In CMS, the Rf nuclear genes rescue the sterile phenotype and most of the Rf genes encode pentatricopeptide repeat (PPR) proteins. In the present study, a total of 53 BnRFL genes were identified in B. napus. Most of the BnRFL genes were distributed on 10 of the 19 chromosomes, and gene clusters were identified on chromosomes A9 and C8. The interaction network analysis was performed to predict the interacting partners of RFL proteins. Tissue-specific expression and RNA-seq analyses between the restorer line KC01 and the sterile line Shaan2A indicated that BnRFL1, BnRFL5, BnRFL6, BnRFL8, BnRFL11, BnRFL13 and BnRFL42 located in gene clusters on chromosomes A9 and C8 were highly expressed in KC01, which suggest these seven BnRFL genes as strong candidates for the restorer genes in Shaan2A CMS. Our results would provide new insight into the study of Rf genes in other CMS systems.

Methods

Plant materials

The sterile line Shaan2A, maintainer line Shaan2B and restorer line KC01 of B. napus, gifted by Professor Dianrong Li at the Hybrid Rape Research Center of Shaanxi Province, were used in this study. Plants were cultivated on the experimental field of the Huazhong University of Science and Technology (Wuhan, Hubei province, China). After harvest, plant samples were immediately frozen in liquid nitrogen and stored at − 80 °C until needed for total RNA isolation.

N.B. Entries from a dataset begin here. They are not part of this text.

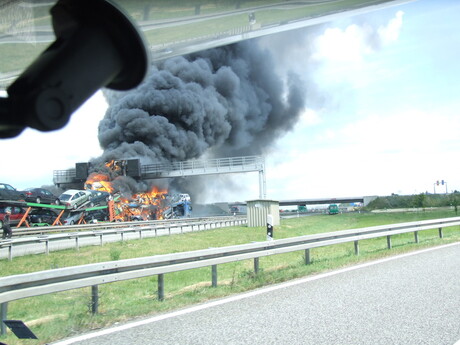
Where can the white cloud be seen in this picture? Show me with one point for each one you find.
(353, 43)
(403, 153)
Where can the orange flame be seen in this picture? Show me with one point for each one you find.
(148, 205)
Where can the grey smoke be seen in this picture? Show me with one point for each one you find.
(222, 102)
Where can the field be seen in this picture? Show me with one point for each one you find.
(68, 313)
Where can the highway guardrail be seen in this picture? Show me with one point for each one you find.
(56, 280)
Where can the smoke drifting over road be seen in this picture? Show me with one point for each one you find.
(223, 102)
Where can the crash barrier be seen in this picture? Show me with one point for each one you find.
(105, 229)
(57, 280)
(42, 230)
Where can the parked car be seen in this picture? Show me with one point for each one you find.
(44, 215)
(8, 192)
(17, 213)
(97, 215)
(98, 197)
(40, 196)
(74, 198)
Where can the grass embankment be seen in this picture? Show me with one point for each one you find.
(68, 313)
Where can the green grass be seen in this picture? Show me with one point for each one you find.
(68, 313)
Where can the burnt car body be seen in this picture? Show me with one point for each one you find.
(98, 197)
(8, 192)
(40, 196)
(39, 216)
(101, 215)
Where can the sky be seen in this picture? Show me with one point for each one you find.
(382, 115)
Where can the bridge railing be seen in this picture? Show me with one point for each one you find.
(232, 162)
(51, 281)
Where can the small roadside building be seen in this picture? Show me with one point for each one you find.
(258, 210)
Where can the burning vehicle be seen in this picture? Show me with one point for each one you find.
(180, 206)
(153, 203)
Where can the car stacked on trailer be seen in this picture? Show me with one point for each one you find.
(74, 198)
(8, 192)
(42, 216)
(17, 213)
(40, 196)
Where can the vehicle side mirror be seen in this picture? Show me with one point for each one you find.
(96, 46)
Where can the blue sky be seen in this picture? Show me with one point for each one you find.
(388, 121)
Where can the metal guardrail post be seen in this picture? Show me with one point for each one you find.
(161, 287)
(94, 299)
(3, 314)
(307, 257)
(214, 275)
(389, 242)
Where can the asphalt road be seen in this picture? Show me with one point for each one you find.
(407, 299)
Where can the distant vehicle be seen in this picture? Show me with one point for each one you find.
(8, 192)
(97, 215)
(72, 219)
(45, 215)
(238, 209)
(333, 209)
(98, 197)
(40, 196)
(74, 198)
(17, 213)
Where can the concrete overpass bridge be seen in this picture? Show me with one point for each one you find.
(318, 201)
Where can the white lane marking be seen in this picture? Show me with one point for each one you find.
(245, 295)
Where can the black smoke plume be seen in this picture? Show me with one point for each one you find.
(221, 102)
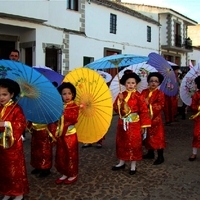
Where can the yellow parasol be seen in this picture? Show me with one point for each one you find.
(95, 99)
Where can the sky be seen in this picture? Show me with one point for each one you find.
(189, 8)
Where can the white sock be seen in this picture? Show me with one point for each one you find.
(63, 177)
(133, 165)
(20, 197)
(194, 150)
(121, 162)
(6, 197)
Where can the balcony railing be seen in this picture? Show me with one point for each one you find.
(178, 40)
(188, 43)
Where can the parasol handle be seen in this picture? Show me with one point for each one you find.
(12, 108)
(120, 88)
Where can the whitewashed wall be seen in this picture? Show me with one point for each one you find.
(131, 36)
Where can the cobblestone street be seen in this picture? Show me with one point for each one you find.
(177, 178)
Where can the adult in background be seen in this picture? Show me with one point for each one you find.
(155, 134)
(14, 55)
(171, 102)
(133, 119)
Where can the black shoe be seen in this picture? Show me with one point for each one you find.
(132, 172)
(87, 145)
(36, 171)
(158, 161)
(149, 155)
(44, 173)
(114, 168)
(99, 146)
(192, 158)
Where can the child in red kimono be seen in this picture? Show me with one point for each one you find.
(13, 176)
(195, 106)
(155, 99)
(133, 119)
(66, 161)
(171, 102)
(41, 147)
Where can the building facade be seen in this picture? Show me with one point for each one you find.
(65, 34)
(174, 42)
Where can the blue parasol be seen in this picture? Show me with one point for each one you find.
(118, 60)
(39, 99)
(52, 75)
(169, 85)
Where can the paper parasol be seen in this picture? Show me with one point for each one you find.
(93, 93)
(141, 69)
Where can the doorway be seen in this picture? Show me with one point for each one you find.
(5, 48)
(51, 58)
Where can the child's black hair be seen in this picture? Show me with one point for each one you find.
(69, 86)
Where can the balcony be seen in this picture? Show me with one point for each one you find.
(178, 40)
(188, 44)
(25, 10)
(180, 45)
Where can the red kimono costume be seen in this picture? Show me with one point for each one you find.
(66, 161)
(13, 175)
(195, 106)
(170, 108)
(41, 144)
(129, 137)
(155, 134)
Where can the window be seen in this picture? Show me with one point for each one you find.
(72, 5)
(87, 60)
(148, 34)
(113, 23)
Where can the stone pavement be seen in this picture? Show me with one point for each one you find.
(177, 178)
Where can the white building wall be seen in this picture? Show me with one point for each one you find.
(194, 56)
(55, 38)
(37, 9)
(163, 29)
(60, 16)
(95, 49)
(131, 36)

Identification of the RFL gene family in B. napus and other species

The RFL genes were identified as described previously [24]. Briefly, AtRFL1–26 [24] and Rf-PPR592 [11] sequences were used for BLAST searches against the genome of the rapeseed cultivar ‘ZS11’ [44]. The sequence of rice RF5 (also known as RF1a) [15, 45] was used for BLAST searches against the genome sequences of monocots (E-value <1e− 100), including O. sativa (RGAP, http://rice.plantbiology.msu.edu/) and Z. mays [46]. The Rf-PPR592 sequence was used for BLAST searches against the genome sequences of dicots (E-value <1e− 100), including B. rapa [47], B. oleracea [48] and R. sativus [49]. The grand average of hydropathy (GRAVY) value, isoelectric point (pI) and molecular weight of RFL proteins were calculated using ExPASy (http://www.expasy.org/tools/) [28]. The subcellular location of RFL proteins was predicted using the Protein Prowler Subcellular Localization Predictor version 1.2 (http://bioinf.scmb.uq.edu.au:8080/pprowler_webapp_1-2/) [29] and TargetP1.1 server (http://www.cbs.dtu.dk/services/TargetP/) [30].

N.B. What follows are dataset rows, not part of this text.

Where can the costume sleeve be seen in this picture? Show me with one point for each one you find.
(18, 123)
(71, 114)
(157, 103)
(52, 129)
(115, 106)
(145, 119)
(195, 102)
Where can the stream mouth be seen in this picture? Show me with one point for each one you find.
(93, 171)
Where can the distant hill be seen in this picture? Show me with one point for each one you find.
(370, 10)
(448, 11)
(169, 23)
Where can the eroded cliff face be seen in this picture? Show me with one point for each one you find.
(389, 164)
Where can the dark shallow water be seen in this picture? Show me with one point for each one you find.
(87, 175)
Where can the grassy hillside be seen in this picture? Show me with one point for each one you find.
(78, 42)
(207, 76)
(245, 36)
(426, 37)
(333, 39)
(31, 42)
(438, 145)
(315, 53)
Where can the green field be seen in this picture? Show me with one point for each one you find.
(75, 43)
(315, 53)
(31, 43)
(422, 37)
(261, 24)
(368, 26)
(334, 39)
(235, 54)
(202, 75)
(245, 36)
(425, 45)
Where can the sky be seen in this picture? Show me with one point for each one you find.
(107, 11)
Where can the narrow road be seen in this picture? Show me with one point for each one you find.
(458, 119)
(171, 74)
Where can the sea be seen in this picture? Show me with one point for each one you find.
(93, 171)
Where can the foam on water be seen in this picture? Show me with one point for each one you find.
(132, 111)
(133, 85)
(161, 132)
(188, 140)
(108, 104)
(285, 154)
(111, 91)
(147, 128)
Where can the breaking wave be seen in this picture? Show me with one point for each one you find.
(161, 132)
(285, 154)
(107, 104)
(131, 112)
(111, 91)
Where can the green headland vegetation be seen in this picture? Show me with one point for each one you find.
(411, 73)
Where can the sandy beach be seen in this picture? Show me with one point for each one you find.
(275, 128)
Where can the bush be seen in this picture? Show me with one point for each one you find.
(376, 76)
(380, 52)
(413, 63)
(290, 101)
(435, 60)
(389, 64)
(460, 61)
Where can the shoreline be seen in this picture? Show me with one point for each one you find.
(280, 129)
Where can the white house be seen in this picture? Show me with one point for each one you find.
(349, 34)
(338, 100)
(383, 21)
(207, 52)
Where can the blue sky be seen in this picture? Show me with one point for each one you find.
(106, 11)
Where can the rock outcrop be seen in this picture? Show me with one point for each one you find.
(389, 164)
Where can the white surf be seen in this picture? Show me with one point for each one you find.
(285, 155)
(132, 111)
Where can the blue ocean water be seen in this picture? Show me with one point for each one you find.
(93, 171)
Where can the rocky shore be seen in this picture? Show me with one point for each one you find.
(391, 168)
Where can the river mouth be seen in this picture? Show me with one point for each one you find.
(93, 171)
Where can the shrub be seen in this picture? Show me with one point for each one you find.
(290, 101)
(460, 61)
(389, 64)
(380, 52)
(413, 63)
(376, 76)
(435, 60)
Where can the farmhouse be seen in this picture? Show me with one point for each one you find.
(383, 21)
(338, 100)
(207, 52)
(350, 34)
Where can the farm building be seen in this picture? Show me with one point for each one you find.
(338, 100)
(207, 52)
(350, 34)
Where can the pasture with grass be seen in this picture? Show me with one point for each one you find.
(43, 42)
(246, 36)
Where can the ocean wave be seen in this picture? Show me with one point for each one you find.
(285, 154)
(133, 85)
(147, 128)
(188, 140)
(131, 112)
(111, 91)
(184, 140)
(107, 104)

Structural analysis of RFL genes

The exon-intron structure of BnRFL genes and a few known Rf genes were based on the alignments of the CDS with the corresponding genomic sequences, and the diagram was conducted using the Gene structure display server (GSDS, http://gsds.cbi.pku.edu.cn/) [50]. The PPR motifs in all BnRFL proteins and a few known RF proteins were analyzed using the NCBI Conserved Domain Search tool (http://www.ncbi.nlm.nih.gov/Structure/cdd/wrpsb.cgi) [51]. Conserved motifs in RFL proteins were analyzed using Multiple Expectation Maximization for Motif Elicitation (MEME, http://alternate.meme-suite.org/) [52].

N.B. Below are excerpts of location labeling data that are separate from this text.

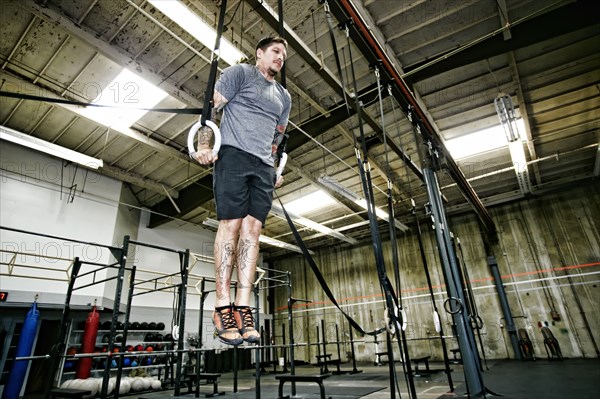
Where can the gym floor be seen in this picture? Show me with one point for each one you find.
(569, 378)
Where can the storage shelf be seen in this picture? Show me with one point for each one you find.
(116, 369)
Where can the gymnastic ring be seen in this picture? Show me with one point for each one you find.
(194, 130)
(476, 322)
(448, 308)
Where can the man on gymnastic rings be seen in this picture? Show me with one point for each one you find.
(255, 115)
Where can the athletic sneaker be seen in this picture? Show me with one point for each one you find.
(226, 326)
(245, 323)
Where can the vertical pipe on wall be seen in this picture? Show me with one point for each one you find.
(510, 323)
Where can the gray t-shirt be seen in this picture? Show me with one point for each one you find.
(255, 107)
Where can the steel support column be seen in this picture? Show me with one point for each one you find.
(456, 299)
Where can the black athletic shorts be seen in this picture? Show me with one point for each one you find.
(243, 185)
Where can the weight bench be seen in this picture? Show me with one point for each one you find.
(324, 363)
(302, 378)
(69, 393)
(416, 361)
(210, 378)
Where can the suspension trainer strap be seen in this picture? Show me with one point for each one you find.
(309, 259)
(391, 301)
(212, 75)
(404, 352)
(281, 34)
(329, 18)
(437, 323)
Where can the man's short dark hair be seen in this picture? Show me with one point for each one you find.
(267, 41)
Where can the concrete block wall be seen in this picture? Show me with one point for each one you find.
(548, 253)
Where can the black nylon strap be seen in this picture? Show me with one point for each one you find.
(335, 52)
(212, 75)
(320, 277)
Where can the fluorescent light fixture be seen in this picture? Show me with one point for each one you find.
(127, 90)
(508, 121)
(506, 113)
(334, 185)
(481, 141)
(199, 29)
(27, 140)
(264, 239)
(310, 202)
(277, 210)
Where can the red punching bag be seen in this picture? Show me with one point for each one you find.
(88, 343)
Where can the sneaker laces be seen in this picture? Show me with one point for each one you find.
(228, 320)
(247, 319)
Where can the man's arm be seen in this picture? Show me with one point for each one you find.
(205, 134)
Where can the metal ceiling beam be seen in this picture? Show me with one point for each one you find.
(571, 17)
(374, 53)
(116, 54)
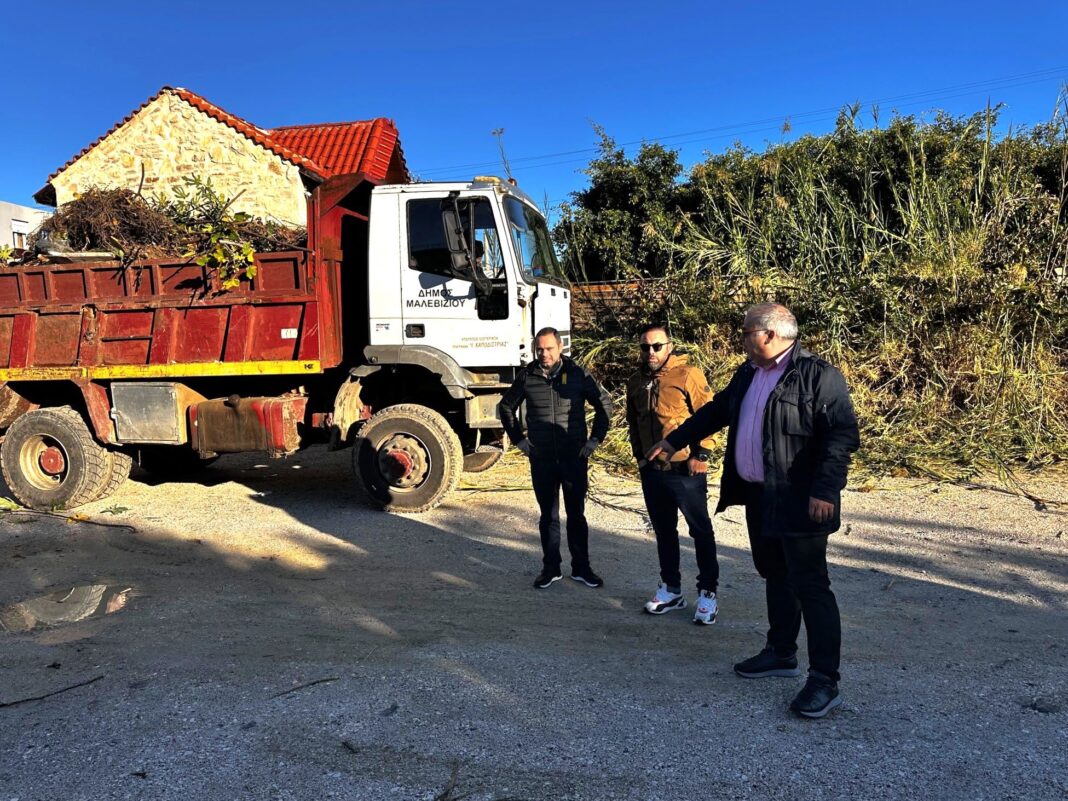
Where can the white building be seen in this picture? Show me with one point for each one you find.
(17, 222)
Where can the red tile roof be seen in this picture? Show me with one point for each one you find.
(345, 147)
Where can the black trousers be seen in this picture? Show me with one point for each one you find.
(797, 586)
(666, 493)
(549, 476)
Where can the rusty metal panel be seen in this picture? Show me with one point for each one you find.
(236, 425)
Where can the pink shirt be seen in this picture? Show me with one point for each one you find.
(749, 440)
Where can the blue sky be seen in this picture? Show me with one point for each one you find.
(450, 73)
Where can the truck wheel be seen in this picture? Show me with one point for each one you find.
(408, 458)
(172, 461)
(482, 459)
(50, 460)
(121, 464)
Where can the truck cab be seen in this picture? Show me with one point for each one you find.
(459, 277)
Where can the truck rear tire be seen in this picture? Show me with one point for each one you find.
(408, 458)
(121, 464)
(50, 460)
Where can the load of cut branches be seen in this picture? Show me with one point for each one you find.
(195, 222)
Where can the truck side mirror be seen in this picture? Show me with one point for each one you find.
(460, 251)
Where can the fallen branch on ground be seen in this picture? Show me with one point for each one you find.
(49, 694)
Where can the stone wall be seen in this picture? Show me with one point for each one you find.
(172, 140)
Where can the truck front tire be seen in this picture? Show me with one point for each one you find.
(408, 458)
(50, 460)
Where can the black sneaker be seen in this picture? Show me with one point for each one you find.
(766, 663)
(587, 577)
(818, 696)
(546, 578)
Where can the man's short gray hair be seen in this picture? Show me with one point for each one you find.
(773, 317)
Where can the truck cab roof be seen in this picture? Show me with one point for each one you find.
(481, 183)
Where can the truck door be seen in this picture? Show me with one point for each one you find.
(446, 313)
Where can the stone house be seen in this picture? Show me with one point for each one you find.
(176, 134)
(17, 222)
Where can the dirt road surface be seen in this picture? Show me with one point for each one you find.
(270, 638)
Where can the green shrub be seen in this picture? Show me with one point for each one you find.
(926, 260)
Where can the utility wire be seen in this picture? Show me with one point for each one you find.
(958, 90)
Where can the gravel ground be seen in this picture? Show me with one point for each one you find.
(280, 641)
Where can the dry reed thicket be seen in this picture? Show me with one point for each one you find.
(926, 260)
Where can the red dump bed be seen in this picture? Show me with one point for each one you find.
(154, 319)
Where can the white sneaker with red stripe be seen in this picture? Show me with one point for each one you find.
(664, 600)
(707, 609)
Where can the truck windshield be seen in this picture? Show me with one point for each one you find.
(536, 256)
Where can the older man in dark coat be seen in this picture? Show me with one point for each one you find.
(791, 434)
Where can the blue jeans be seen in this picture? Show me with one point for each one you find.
(666, 493)
(549, 476)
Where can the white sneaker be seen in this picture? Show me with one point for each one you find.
(664, 600)
(707, 608)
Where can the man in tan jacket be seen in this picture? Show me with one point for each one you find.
(664, 392)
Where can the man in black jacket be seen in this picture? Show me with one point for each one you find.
(791, 433)
(555, 391)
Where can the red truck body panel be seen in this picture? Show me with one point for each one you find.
(97, 315)
(154, 318)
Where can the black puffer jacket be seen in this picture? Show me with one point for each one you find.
(555, 409)
(810, 433)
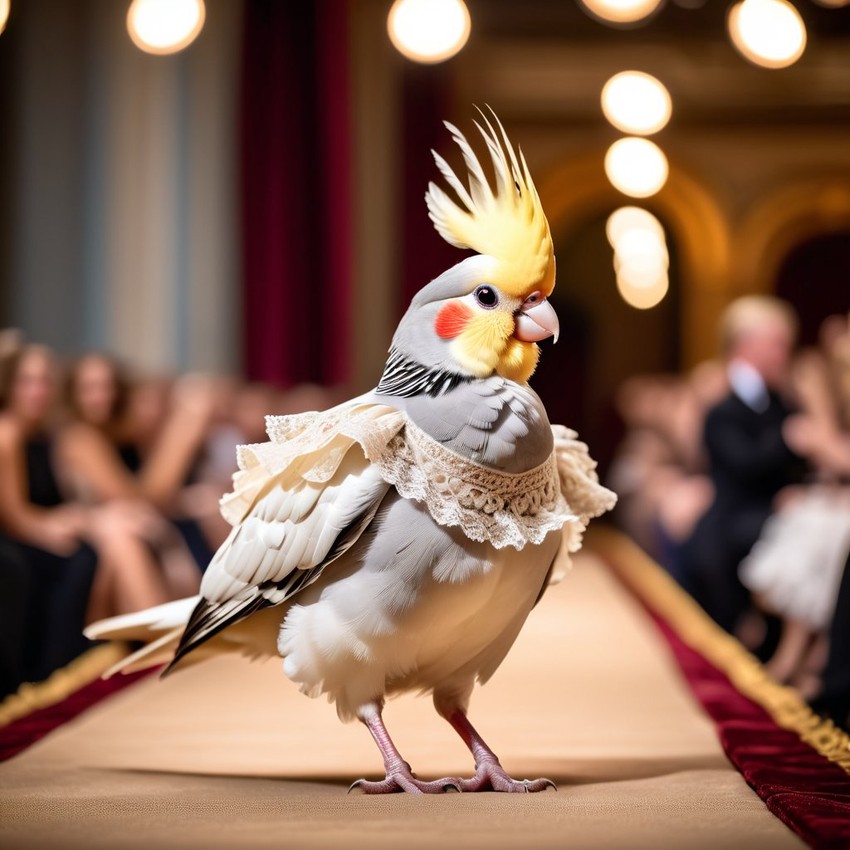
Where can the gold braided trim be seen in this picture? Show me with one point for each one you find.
(653, 586)
(61, 683)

Phylogenetic and Syntenic analysis of RFL genes

Multiple sequence alignment of the predicted amino acid sequences of BnRFLs, AtRFLs, RsRFLs, OsRFLs and ZmRFLs was performed using ClustalX [53]. A phylogenetic tree of these RFL proteins was constructed with MEGA 7 using the Neighbor Joining (NJ) method [54]. Analysis of synteny among BnRFL, AtRFL, BoRFL and BrRFL genes was performed using the syntenic gene tool in the Brassica database (BRAD, http://brassicadb.org/brad/) [55]. The non-synonymous to synonymous nucleotide substitution ratio (Ka/Ks) was calculated using TBtools [56].

Interaction analysis

The interaction analysis of AtRFLs was based on the STRING 10.5 database, which included the known and predicted protein–protein interactions. First, the interaction proteins of AtRFLs were searched. After deleting the repeat proteins, the interaction network was visualized using Cytoscape 3.6.1.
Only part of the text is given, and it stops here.